The proposed budget states capital investments are required for the purchase of new equipment and the refurbishment of existing equipment, with $24.6 million of the proposed budget directed towards stations and auxiliary buildings. A further $5.25 million is allotted for vehicles and equipment. The budget states MFES plans to focus on decreasing emergency response times by investing in new fire station infrastructure, developing and executing a rigorous lifecycle replacement plan for fire fleet and equipment and investing in the training of emergency services staff.

The department has been taking strides to improve response times, which sit well below the established national standard of 240 seconds 90 percent of the time. MFES met the travel time target an estimated 45 percent in 2023, a decrease from 47 percent in 2022 and 50 percent in 2021. The 2024 plan is estimating the department will meet the travel time 47 percent of the time. 

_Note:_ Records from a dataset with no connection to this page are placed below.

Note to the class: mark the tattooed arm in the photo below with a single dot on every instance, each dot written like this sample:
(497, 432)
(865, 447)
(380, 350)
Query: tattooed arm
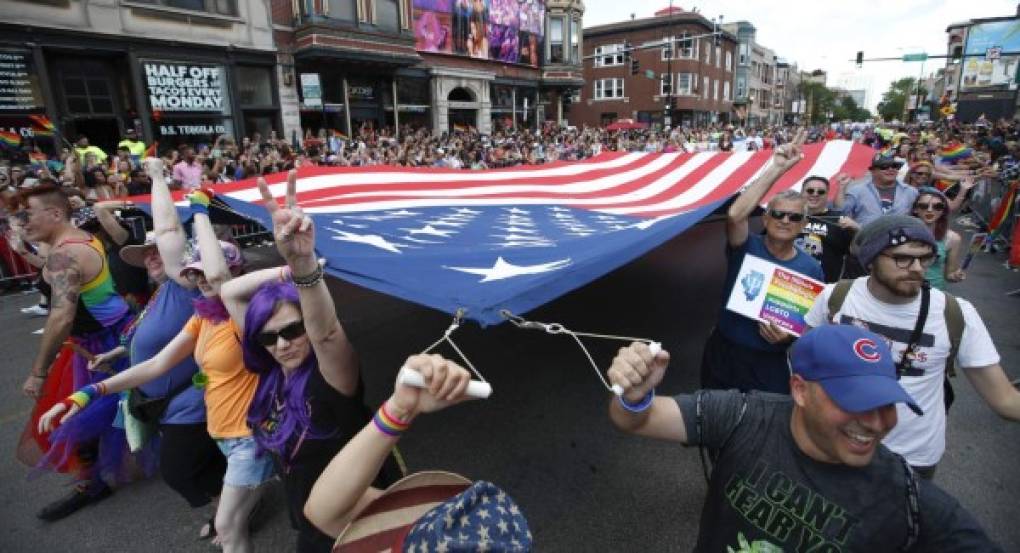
(63, 272)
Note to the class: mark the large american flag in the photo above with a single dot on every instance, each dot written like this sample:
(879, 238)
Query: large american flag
(515, 239)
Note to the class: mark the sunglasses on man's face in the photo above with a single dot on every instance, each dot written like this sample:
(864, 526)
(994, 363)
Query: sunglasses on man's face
(291, 332)
(924, 206)
(793, 216)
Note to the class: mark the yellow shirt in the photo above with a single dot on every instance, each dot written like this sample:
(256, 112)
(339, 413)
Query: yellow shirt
(231, 387)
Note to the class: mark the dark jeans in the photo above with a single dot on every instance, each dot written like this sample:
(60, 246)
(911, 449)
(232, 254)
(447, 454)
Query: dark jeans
(726, 365)
(191, 463)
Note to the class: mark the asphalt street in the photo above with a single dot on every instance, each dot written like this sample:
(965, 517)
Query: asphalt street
(544, 436)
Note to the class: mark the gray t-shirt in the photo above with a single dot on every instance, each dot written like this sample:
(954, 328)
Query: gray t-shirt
(766, 495)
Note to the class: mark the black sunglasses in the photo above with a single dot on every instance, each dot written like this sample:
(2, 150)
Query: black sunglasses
(291, 332)
(923, 206)
(792, 215)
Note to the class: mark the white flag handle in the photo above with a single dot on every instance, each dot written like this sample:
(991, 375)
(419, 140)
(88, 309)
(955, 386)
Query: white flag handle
(655, 348)
(475, 389)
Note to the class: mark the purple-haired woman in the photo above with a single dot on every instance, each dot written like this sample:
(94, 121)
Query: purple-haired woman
(308, 403)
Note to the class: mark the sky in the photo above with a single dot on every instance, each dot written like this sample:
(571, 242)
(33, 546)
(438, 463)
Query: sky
(826, 35)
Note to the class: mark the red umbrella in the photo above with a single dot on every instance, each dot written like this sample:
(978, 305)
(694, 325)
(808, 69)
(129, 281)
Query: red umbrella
(626, 124)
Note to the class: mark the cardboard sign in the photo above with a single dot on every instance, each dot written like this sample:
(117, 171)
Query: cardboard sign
(769, 293)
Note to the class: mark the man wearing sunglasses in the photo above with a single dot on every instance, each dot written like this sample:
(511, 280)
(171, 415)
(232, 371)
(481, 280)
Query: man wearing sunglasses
(881, 195)
(897, 250)
(743, 353)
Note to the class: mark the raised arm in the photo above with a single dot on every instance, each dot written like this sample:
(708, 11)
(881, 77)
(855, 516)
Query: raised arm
(736, 217)
(213, 262)
(170, 237)
(295, 236)
(343, 490)
(638, 371)
(110, 221)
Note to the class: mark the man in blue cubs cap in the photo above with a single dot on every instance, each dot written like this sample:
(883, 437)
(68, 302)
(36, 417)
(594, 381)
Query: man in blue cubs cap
(805, 470)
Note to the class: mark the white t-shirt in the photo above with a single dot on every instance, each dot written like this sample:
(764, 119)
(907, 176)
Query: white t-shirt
(921, 440)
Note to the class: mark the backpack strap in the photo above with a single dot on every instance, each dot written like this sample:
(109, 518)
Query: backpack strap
(838, 295)
(955, 324)
(913, 506)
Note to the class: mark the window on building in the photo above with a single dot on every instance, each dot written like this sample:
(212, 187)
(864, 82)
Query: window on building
(387, 14)
(221, 7)
(556, 40)
(254, 86)
(345, 10)
(575, 41)
(665, 85)
(683, 84)
(682, 47)
(608, 88)
(609, 55)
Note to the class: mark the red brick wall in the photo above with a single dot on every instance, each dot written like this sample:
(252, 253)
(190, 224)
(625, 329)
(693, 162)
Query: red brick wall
(641, 93)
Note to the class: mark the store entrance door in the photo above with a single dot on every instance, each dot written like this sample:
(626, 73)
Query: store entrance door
(462, 119)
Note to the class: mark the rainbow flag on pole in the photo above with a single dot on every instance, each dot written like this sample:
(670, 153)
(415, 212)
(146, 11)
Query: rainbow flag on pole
(10, 140)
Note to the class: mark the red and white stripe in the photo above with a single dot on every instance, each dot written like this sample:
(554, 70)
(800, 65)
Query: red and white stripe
(629, 184)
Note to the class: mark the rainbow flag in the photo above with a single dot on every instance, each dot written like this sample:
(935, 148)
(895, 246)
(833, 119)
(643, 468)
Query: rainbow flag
(44, 127)
(10, 140)
(1003, 212)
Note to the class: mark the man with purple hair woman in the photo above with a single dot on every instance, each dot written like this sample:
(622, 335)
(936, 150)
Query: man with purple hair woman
(212, 338)
(309, 400)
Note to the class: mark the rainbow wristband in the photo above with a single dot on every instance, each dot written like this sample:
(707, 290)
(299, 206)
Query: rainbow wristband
(389, 424)
(199, 202)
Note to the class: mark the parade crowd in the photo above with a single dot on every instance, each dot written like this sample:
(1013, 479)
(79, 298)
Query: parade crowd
(248, 375)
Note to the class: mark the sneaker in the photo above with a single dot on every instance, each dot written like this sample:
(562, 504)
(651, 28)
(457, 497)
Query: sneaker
(85, 493)
(36, 310)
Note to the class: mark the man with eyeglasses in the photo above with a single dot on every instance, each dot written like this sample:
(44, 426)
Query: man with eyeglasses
(881, 195)
(897, 250)
(743, 353)
(824, 237)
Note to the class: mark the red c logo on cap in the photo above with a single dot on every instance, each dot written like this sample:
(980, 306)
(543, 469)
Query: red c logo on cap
(867, 349)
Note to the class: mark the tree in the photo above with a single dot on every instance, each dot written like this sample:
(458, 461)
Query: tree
(896, 99)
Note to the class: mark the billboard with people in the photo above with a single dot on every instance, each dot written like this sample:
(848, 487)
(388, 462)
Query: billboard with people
(506, 31)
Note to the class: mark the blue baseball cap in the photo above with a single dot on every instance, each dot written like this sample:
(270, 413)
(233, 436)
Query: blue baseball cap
(853, 365)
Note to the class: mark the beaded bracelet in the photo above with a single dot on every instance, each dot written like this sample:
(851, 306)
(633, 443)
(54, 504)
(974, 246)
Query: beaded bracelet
(642, 405)
(308, 281)
(390, 424)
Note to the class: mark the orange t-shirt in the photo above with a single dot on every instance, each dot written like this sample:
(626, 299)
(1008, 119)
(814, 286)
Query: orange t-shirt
(231, 387)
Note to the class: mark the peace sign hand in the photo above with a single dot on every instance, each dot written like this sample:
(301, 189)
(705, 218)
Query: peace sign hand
(292, 229)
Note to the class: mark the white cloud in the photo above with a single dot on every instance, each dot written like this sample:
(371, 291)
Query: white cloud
(827, 35)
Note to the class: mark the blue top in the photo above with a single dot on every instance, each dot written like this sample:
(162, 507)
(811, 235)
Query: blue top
(864, 205)
(738, 329)
(167, 314)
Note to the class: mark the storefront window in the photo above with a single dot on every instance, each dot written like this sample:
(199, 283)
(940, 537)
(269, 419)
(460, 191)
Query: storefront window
(254, 86)
(556, 40)
(387, 14)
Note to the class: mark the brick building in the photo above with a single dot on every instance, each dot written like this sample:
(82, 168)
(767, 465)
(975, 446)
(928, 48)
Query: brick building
(437, 63)
(702, 78)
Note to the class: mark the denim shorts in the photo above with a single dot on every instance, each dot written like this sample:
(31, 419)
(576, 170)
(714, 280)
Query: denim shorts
(244, 467)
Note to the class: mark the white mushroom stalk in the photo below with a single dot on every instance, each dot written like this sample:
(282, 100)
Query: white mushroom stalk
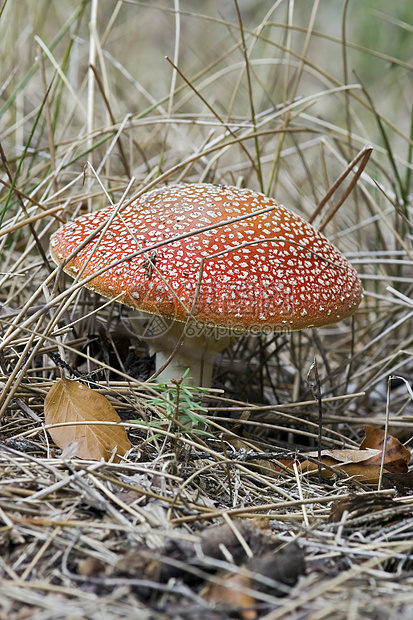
(225, 258)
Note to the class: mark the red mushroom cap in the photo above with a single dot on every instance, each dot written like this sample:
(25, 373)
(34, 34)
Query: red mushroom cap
(269, 271)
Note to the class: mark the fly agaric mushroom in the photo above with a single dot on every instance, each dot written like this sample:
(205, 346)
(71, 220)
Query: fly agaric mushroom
(209, 260)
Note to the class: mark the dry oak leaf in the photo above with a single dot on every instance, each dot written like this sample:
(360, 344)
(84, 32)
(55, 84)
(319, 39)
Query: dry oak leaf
(364, 463)
(71, 401)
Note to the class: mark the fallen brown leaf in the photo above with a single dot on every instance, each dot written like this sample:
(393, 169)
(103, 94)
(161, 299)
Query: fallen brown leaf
(364, 463)
(71, 401)
(231, 591)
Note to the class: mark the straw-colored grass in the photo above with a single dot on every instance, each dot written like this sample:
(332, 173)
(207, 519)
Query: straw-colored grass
(102, 100)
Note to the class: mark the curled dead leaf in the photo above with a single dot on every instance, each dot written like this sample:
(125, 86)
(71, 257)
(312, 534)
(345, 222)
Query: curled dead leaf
(71, 401)
(363, 463)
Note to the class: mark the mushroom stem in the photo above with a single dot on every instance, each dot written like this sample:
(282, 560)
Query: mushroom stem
(178, 346)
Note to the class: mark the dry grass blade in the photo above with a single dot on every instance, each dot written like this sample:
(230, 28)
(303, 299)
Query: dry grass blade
(278, 95)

To address the City’s highly criticized response times, MFES previously committed to building six fire stations over a 12-year horizon as part of Mississauga’s 2019 Fire Master Plan. For a city its size, and to meet national safety standards for fire-response times, Mississauga should have about 44 stations. It currently has 21 and staff have acknowledged there are 17 that require renovation, 13 of which were built more than 30 years ago. As part of the 2024 budget, staff are proposing five new initiatives, which include 20 new full-time employees to staff Station 125, anticipated to be completed in 2024, three new staff for the department’s fire inspection program (an ongoing multi-year initiative), and a division chief.

Station 125, located at Tenth Line and Aquitaine Avenue, is scheduled to open in 2024 and will put the City’s fire station count at 22. The department’s 10-year capital program includes the design and construction of six new fire stations, three of which were included as part of the City’s 2023 budget, and the land purchases for two of them — stations 127, located at Lorne Park and 128, located in the North Lakeview area.

Other major spending as part of the 2024 proposed budget includes $33.7 million for stormwater infrastructure and a $104 million investment in local roads. 

As budget discussions swiftly approach and with new pressures like the City’s split from the Region of Peel and the PC government’s daunting Bill 23 looming, it's unclear how City Council will manage the 2024 budget. Each of these factors must be considered as Mississauga staff and elected officials make difficult decisions while prioritizing spending for the year ahead. 

The City’s budget deliberations are scheduled for November 27 to 29, with final budget approval anticipated for no later than January 2.